Mecz raczej nie będzie piękny, ale na pewno będzie emocjonujący. Legia w pucharowym gazie jest, oczywiście, faworytem, ale Podbeskidzie u siebie potrafi napsuć krwi każdemu. Kluczem do wyniku będzie skład Legii – wyjściowej jedenastki nie zna nawet trener Berg, który, co prawda, już rzucił kośćmi, ale jedna potoczyła się pod szafę, a druga pod kanapę, wobec czego pozycje rozgrywającego i napastnika wciąż pozostają nieobsadzone.
Lech Poznań – Cracovia (godz. 18:00)
– Trener Chrobak poradzi sobie z Cracovią – powiedział trener Skorża.
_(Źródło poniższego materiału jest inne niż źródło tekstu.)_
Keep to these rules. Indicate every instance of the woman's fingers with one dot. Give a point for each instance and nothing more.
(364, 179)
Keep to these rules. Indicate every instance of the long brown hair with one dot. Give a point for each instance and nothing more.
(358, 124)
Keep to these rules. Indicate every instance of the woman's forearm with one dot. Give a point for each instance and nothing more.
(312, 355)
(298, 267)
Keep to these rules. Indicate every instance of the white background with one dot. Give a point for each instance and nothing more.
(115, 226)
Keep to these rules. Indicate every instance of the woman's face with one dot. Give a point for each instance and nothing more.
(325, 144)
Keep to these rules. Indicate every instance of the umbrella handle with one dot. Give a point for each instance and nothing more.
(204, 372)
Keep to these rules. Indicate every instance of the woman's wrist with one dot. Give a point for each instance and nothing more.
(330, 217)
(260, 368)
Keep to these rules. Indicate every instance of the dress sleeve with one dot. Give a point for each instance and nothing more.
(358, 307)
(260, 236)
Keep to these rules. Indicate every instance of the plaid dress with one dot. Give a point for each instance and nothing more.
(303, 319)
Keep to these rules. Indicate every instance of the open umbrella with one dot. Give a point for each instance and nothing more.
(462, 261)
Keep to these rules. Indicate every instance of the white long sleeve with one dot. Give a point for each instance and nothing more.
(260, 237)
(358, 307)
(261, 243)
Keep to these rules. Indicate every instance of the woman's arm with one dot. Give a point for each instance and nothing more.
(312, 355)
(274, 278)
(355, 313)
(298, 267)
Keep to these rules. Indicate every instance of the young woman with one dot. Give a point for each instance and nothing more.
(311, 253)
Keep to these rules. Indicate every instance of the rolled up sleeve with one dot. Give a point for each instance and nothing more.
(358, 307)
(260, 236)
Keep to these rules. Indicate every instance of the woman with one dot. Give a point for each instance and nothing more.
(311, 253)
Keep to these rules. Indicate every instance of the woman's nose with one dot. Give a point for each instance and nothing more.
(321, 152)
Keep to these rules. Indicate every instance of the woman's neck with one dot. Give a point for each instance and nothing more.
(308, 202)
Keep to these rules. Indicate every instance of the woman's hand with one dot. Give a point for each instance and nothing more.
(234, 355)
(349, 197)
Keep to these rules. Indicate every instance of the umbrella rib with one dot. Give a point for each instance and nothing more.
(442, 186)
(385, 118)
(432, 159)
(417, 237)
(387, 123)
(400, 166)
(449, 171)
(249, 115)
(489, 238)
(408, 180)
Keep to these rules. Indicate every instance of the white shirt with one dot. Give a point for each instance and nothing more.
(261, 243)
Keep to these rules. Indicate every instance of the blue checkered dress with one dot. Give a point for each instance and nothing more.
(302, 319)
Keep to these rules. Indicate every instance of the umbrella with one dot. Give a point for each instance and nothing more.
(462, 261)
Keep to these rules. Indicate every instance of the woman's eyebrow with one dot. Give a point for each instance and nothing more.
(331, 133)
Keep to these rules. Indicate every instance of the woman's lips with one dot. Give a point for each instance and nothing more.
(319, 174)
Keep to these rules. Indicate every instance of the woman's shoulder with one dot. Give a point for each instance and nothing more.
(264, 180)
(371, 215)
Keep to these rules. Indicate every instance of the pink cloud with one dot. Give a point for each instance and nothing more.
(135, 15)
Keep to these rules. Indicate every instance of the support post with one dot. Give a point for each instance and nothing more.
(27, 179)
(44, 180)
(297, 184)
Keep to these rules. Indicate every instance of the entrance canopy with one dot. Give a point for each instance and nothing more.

– Trener Skorża ma sarkastyczne poczucie humoru – powiedział trener Chrobak i jeśli ktoś chce sobie zdefiniować pojęcie „krygowania się” na żywym przykładzie, to proszę uprzejmie. Jak gra Cracovia – wszyscy widzieli i przepraszam, ale obecny Lech powinien sobie dać z nią radę nawet bez trenera.
– Ale nie będzie Teodorczyka – przypomniała Opinia Publiczna.
Ale będzie Żytko. I Rymaniak. Kamaaan…
– Podobno trener Podoliński ćwiczył na treningach grę czwórką obrońców – poinformował Głos Wewnętrzny.
– Szanujmy się, tak? – zapeszkowało mobilizująco poznańskie echo, które było zdania, że braku trzech punktów w meczu przeciw Cracovii nie da się porównać z wtopą w meczy z islandzkimi amatorami tylko dlatego, że tamtej wtopy nie da się porównać z niczym.
„Poligon” w „Ustaw Ligę”
Ten moment, gdy zerkasz na skład i dochodzisz do wniosku, że przydałoby się jeszcze paru zawodników, na przykład Iksiński, Ygrekowski oraz Trypućko, i nawet masz na to wolne środki w budżecie, ale kogo, do ciężkiej cholery, miałbyś sprzedać?
– Frączczaka?
Pogoń gra w Łęcznej.
– Makuszewskiego lub Vranješa?
Lechia gra z Ruchem, który może być solidnie zmęczony.
– Maka?
No, to już bardziej… GKS Bełchatów gra z Wisłą w Krakowie i szanse Maka na strzelenie bramki maleją.
– A musisz w ogóle kogokolwiek sprzedawać? – zapytał Głos Wewnętrzny
Hmm, o tym nie pomyślałem…
LZS Poligon startuje do siódmej kolejki z 46. miejsca w klasyfikacji generalnej… /szczyp, szczyp… nie, to nie sen/ i z siódmego w lidze „poligonowej”. (kod: 521124413) Odpowiedzialność ogromna, ale oczekiwania mniejsze, żeby nie ryzykować rozczarowania.
Liga „poligonowa” (kod: 521124413) w klasyfikacji lig prywatnych wciąż poniżej możliwości (jesteśmy piątą ligą pod względem wielkości, a zajmujemy miejsce zaledwie siódme), ale coś drgnęło – przed tygodniem awansowaliśmy o jedno oczko, szanse na awans w siódmej kolejce są całkiem realne i tylko te dwie trzynastki – bo w lidze „poligonowej” gra już 1313 drużyn – budzą lekki niepokój. Może byśmy rozesłali jakieś dyskretne wici (kod: 521124413) – niekoniecznie, żeby od razu tę pierwszą trzynastkę zmienić w czternastkę, ale chociaż tę drugą…
– Nie, pan nie wychodzi! Pan zostanie! – zawołał administrator ligi, gdy jeden z „poligonowych” prezesów znalazł prostszy sposób za zamianę trzynastki.